While the first hour feels a little heavy, as the many characters and their purposes are still unclear to the audience, the play quickly takes off from there as Platónov becomes a prisoner of a web of passionate relationships with four different women. The tension between the pleasures of the flesh and his spiritual need to find a place in this apparently empty society leads him slowly into a process of self-destruction.

He is unable to fit in and feels guilty of turning his back on his wife Sasha, a young and naïve woman who deeply loves him. Acting as a catalyst of a dialectical narrative movement, her antithesis is one of Platónov’s lovers: Anna Petrovna. She is older, a wealthy widow, who hosts grand parties and tries to shake Platónov out of his spiritual anguish.

In the background, two other women, Sofya Yegorovna and Marya Grekova, complete the quartet of lovers whose attention towards Platónov only throws fuel onto the flames of his spiritual anguish.

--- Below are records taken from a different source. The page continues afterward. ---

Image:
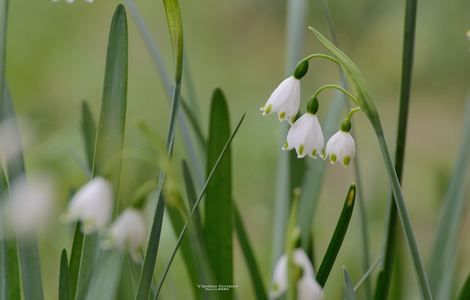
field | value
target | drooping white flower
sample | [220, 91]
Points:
[128, 232]
[280, 271]
[341, 147]
[306, 136]
[92, 205]
[30, 205]
[285, 100]
[309, 289]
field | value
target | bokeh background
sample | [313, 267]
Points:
[55, 59]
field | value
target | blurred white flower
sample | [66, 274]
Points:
[92, 205]
[29, 205]
[341, 147]
[128, 232]
[285, 100]
[280, 280]
[305, 136]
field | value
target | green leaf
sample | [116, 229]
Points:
[64, 278]
[89, 133]
[110, 135]
[444, 254]
[218, 209]
[250, 259]
[176, 36]
[464, 293]
[348, 287]
[196, 205]
[338, 236]
[106, 278]
[75, 256]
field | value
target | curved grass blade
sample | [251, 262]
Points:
[176, 35]
[199, 198]
[250, 259]
[407, 67]
[338, 236]
[357, 82]
[443, 258]
[348, 287]
[64, 279]
[89, 133]
[218, 226]
[110, 135]
[464, 293]
[106, 278]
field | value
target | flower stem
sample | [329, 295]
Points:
[404, 217]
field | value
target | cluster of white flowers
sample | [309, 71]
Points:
[307, 287]
[92, 205]
[305, 134]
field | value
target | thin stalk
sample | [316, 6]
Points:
[405, 218]
[407, 67]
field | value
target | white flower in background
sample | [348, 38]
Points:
[285, 100]
[128, 232]
[341, 147]
[307, 287]
[30, 205]
[306, 136]
[92, 205]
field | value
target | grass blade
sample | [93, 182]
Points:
[444, 252]
[218, 209]
[250, 259]
[296, 27]
[464, 293]
[338, 236]
[110, 135]
[348, 287]
[64, 279]
[407, 67]
[196, 205]
[176, 35]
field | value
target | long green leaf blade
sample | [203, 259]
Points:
[250, 259]
[218, 209]
[176, 35]
[444, 253]
[196, 205]
[64, 278]
[338, 236]
[110, 136]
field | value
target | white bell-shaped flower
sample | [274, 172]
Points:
[128, 232]
[306, 136]
[341, 147]
[30, 205]
[280, 271]
[92, 205]
[309, 289]
[285, 100]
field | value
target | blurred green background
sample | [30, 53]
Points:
[56, 55]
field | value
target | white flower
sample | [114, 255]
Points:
[280, 272]
[306, 136]
[341, 147]
[30, 205]
[309, 289]
[285, 100]
[128, 232]
[92, 205]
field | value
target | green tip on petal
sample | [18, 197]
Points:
[332, 158]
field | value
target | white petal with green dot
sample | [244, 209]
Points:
[305, 136]
[285, 100]
[341, 148]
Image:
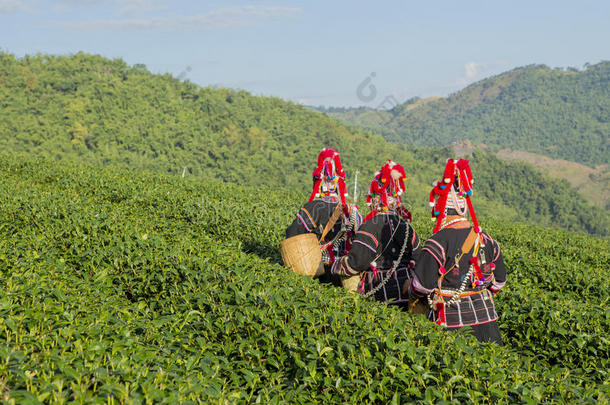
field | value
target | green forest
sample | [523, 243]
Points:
[561, 113]
[91, 109]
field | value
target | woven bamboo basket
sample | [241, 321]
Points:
[302, 254]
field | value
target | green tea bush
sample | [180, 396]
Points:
[125, 287]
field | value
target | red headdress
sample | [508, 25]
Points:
[389, 182]
[329, 176]
[452, 191]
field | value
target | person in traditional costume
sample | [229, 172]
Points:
[385, 245]
[328, 208]
[460, 267]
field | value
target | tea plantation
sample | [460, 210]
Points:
[134, 287]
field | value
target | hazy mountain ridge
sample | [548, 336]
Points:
[95, 110]
[559, 113]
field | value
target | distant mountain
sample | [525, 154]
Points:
[95, 110]
[563, 114]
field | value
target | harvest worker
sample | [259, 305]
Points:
[328, 209]
[385, 245]
[460, 267]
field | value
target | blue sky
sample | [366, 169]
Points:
[317, 52]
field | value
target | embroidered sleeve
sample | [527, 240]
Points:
[498, 261]
[306, 219]
[416, 246]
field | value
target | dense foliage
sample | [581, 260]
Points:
[561, 114]
[101, 111]
[124, 286]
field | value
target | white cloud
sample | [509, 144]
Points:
[232, 17]
[126, 8]
[472, 71]
[9, 6]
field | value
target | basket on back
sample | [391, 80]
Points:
[302, 254]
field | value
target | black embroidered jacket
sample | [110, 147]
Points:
[375, 247]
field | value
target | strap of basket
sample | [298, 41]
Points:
[331, 222]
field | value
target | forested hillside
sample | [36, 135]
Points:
[123, 287]
[101, 111]
[559, 113]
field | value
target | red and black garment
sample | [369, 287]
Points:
[475, 307]
[313, 217]
[375, 247]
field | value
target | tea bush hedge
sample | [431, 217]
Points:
[133, 287]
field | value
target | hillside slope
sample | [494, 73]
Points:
[561, 114]
[91, 109]
[140, 287]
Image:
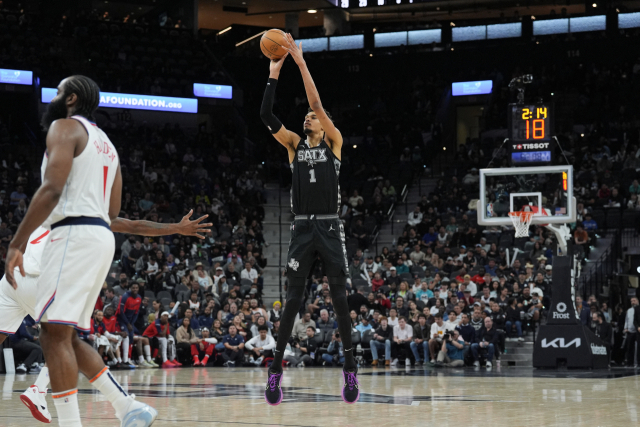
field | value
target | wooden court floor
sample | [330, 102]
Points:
[389, 397]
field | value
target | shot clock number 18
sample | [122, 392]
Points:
[530, 123]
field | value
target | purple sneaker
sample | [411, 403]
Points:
[351, 389]
[273, 392]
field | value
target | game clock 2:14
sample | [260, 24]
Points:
[530, 123]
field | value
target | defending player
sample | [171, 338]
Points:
[80, 194]
[16, 304]
[316, 230]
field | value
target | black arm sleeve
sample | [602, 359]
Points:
[266, 113]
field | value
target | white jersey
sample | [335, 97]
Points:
[87, 191]
[33, 254]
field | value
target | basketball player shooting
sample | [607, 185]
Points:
[79, 197]
[16, 304]
[316, 229]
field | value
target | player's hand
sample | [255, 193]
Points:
[186, 227]
[276, 65]
[294, 50]
[14, 259]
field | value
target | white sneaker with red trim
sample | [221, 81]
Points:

It is a story that still resonates with a modern audience, although its content has certain peculiar Russian traits to it. The staging and interpretation remain very classical, and the main characters come across as vivid and “alive,” thanks to the impeccable performance of the actors, while some secondary characters blur at times into the background, as expected with a play involving such a large cast.

The scenography features a large, complex stage design with visible transitions (courtyard, house by the railway, mansion interior) requiring cast and crew to assemble environments live. It is a massive production that makes sense within the programming of a large festival such as the Almada Theatre Festival.

Despite its length and the fact that the play is delivered in Italian with Portuguese subtitles, everything holds together and this ambitious theatre work is certainly successful in giving us unforgettable moments of classical theatre — a once-in-a-lifetime experience that allows the audience time to slowly reflect and ponder on the archetypes of human fragility in a world of ever-increasing, rapid entertainment consumption. Overall, a very good moment of classical theatre that gives us scenes that remain with the spectator long after it is over.